So unterhalte ich mich mit einigen über solche komplexe Themen, weil es ihr Englischlevel zulässt. Mit anderen kann man jedoch nur Spiele spielen und sie dazu bringen mehr Selbstvertrauen im Sprechen einer anderen Sprache zu bekommen. „Wenn ihr nicht sprecht, werdet ihr nie besser werden“, sage ich ihnen immer wieder. „Ihr werdet sehen es wird schnell besser werden.“
Inzwischen beginnen wir unsere Englischstunden immer mit dem Zusammentragen verschiedenster Neuigkeiten und Nachrichten der Welt. So ist jeder gezwungen ein paar englische Sätze zu sagen und wir lernen gleichzeitig eine Menge. Und es kann sich jeder Gedanken über ein Thema machen, das ihn wirklich interessiert.

Natürlich versuche ich so, die Englischkenntnisse meiner Schülerinnen zu verbessern.
Doch immer wieder sprechen mich Kinder aus der Schule an (auch Lehrer, Bekannte, Leute auf der Straße, Taxifahrer, peruanische Freunde und Familienmitglieder) und fragen, wo ich denn herkomme und wie Deutschland denn so sei. Jeder möchte etwas anderes wissen. „Was ist der schönste Platz/Ort in Deutschland?“, „Kommt man mit Spanisch weit in deinem Land?“ oder sogar „Was sprecht ihr denn in Deutschland für eine Sprache?“ Aber auch wo denn meine Familie gelebt habe, als Deutschland geteilt war, ob es in meinem Land viele Rassisten gäbe und was denn meine Meinung über Adolf Hitler sei.

Aber auch bei meiner Gastfamilie merke ich, wie interessiert sie sind, etwas Neues zu erfahren und zu lernen.
Mein Gastvater zum Beispiel sieht sich regelmäßig Dokumentationen im Fernsehen an, darunter auch einige über Deutschland. Danach kam er immer zu mir und fragte mich aus über den Schwarzwald oder die Teilung Deutschlands. Meine Gastmama dagegen liebt es mit mir über das Essen zu sprechen. „Was esst ihr denn so zum Frühstück?“ „Gibt es bei euch die und die Frucht?“ „Was?
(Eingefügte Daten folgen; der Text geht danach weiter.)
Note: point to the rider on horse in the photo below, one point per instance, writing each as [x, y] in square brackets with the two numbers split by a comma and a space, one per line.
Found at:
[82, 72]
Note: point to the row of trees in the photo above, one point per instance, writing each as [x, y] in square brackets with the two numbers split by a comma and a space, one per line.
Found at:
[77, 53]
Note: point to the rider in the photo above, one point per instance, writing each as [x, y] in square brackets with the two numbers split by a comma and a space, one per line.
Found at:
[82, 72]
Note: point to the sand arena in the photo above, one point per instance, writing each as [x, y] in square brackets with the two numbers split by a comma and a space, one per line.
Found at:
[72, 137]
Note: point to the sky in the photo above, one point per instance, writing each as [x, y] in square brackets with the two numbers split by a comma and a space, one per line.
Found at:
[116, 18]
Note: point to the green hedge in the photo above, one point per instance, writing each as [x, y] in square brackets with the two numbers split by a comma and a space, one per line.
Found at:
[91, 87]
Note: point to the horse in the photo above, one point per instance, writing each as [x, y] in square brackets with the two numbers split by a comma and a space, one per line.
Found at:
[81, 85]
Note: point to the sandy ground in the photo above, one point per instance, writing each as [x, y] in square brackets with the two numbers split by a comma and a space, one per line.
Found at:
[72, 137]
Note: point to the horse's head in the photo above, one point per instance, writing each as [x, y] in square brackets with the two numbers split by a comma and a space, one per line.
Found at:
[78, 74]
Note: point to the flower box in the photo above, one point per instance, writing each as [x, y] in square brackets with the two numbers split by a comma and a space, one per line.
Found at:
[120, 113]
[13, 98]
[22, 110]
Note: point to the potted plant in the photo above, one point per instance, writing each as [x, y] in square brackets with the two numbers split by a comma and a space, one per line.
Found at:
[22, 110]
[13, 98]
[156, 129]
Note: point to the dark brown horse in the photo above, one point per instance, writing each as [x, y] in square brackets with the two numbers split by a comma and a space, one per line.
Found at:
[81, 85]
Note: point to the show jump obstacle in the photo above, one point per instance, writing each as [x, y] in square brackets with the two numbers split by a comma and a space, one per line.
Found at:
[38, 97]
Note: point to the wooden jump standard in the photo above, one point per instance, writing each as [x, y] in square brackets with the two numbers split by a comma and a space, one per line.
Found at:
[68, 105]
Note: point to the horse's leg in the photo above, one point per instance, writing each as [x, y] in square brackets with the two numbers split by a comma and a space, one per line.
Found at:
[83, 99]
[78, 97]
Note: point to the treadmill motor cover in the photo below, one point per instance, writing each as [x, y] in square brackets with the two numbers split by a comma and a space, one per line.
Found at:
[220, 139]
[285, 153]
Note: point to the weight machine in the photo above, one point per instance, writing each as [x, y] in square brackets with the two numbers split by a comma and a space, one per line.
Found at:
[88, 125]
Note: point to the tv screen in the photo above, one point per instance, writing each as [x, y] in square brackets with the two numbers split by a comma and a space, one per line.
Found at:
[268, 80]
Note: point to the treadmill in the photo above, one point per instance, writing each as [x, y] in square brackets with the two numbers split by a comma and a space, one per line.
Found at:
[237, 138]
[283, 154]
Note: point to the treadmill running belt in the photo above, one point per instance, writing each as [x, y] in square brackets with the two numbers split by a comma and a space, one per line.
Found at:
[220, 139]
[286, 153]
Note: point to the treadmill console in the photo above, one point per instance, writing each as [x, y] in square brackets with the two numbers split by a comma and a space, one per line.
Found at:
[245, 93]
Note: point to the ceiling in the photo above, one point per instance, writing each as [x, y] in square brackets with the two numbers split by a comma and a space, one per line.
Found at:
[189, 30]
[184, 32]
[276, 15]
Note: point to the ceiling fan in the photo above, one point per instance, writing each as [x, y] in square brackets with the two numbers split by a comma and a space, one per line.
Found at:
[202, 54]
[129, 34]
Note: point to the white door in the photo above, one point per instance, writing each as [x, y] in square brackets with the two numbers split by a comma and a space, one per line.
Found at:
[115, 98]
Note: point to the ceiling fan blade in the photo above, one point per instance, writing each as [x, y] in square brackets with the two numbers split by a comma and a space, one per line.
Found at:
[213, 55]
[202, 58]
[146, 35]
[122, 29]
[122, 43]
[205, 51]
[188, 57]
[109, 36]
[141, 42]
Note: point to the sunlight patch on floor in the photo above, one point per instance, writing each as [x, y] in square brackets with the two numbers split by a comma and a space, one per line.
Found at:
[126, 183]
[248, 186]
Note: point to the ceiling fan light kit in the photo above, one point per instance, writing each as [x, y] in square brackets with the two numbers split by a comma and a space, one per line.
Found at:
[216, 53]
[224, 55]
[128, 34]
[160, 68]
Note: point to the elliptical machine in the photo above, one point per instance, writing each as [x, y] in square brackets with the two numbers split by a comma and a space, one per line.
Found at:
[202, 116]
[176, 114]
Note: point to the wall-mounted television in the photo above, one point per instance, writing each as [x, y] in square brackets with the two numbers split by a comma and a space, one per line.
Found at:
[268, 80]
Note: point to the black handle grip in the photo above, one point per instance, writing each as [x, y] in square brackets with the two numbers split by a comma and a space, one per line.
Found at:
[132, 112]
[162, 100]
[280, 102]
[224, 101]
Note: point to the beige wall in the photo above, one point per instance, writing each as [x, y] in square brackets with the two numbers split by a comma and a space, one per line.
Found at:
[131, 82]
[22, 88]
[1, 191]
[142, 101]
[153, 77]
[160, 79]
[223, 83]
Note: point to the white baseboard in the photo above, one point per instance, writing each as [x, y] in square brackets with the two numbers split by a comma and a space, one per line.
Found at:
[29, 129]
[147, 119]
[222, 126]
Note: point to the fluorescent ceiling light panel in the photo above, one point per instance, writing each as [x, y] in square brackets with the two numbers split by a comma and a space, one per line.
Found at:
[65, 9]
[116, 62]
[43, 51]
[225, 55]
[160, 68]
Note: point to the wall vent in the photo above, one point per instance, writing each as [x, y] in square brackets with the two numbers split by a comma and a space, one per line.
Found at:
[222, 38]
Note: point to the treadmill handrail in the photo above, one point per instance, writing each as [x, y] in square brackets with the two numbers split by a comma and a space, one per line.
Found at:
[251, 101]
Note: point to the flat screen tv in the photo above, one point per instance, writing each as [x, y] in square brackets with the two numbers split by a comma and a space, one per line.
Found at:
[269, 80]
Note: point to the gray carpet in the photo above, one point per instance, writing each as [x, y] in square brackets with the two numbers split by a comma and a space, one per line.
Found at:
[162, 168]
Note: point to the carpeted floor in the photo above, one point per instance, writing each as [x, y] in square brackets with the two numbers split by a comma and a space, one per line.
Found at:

Ihr esst Nudeln oder Pizza zum Mittagessen?! Das ist ja komisch.“ Sie ist inzwischen ein echter Pfannkuchenfan geworden (, weswegen ich letztens 3 Stunden in der Küche stand, um für ihre Arbeitskollegen und unsere Familie gefühlte 50 „Crepes“ mit Füllung zu machen...)
Meine kleine 11-jährige Schwester Melli dagegen fragte, ob wir denn warmes Wasser hätten. Als ich dann sagte, dass sogar unsere Waschmaschine damit läuft und wir mit warmen Wasser abspülen, entgegnete sie ganz erstaunt: „Wieso denn das?“ Oder vor ein paar Tagen wollte sie wissen, ob es denn in Deutschland auch Plastiktüten gäbe. Für meinen peruanischen „Cousin“ habe ich letztens einen Fotoabend eingelegt. Wir haben uns auch Deutschland und Europa auf der Karte angeschaut usw.. Mit meiner thailändischen Gastschwester Jane unterhalte ich mich viel über die kulturellen Unterschiede unserer beiden Länder, was auch sehr interessant ist. Wobei wir gemerkt haben, dass wir eindeutig der selben Meinung sind, was die Behandlung von Haustieren und den Verzehr von Gemüse betrifft...
Obwohl das wirklich inzwischen besser wird! Meine Familie kauft wegen mir als Vegetarier mehr Gemüse ein. Meine Gastschwester Cinthya isst plötzlich Tomaten, was sie früher gemeint hat nicht zu mögen, („Aber nur auf einer Semmel mit Butter, Käse, Zwiebel und Salz!“, würde sie jetzt sagen... ) und wir gehen manchmal sogar mit dem Hund spazieren!
Es kann sich jeder seine eigene Meinung darüber bilden, ob diese Veränderungen gut oder schlecht sind, aber man merkt einen eindeutigen Einfluss anderer Kulturen auf die Familie.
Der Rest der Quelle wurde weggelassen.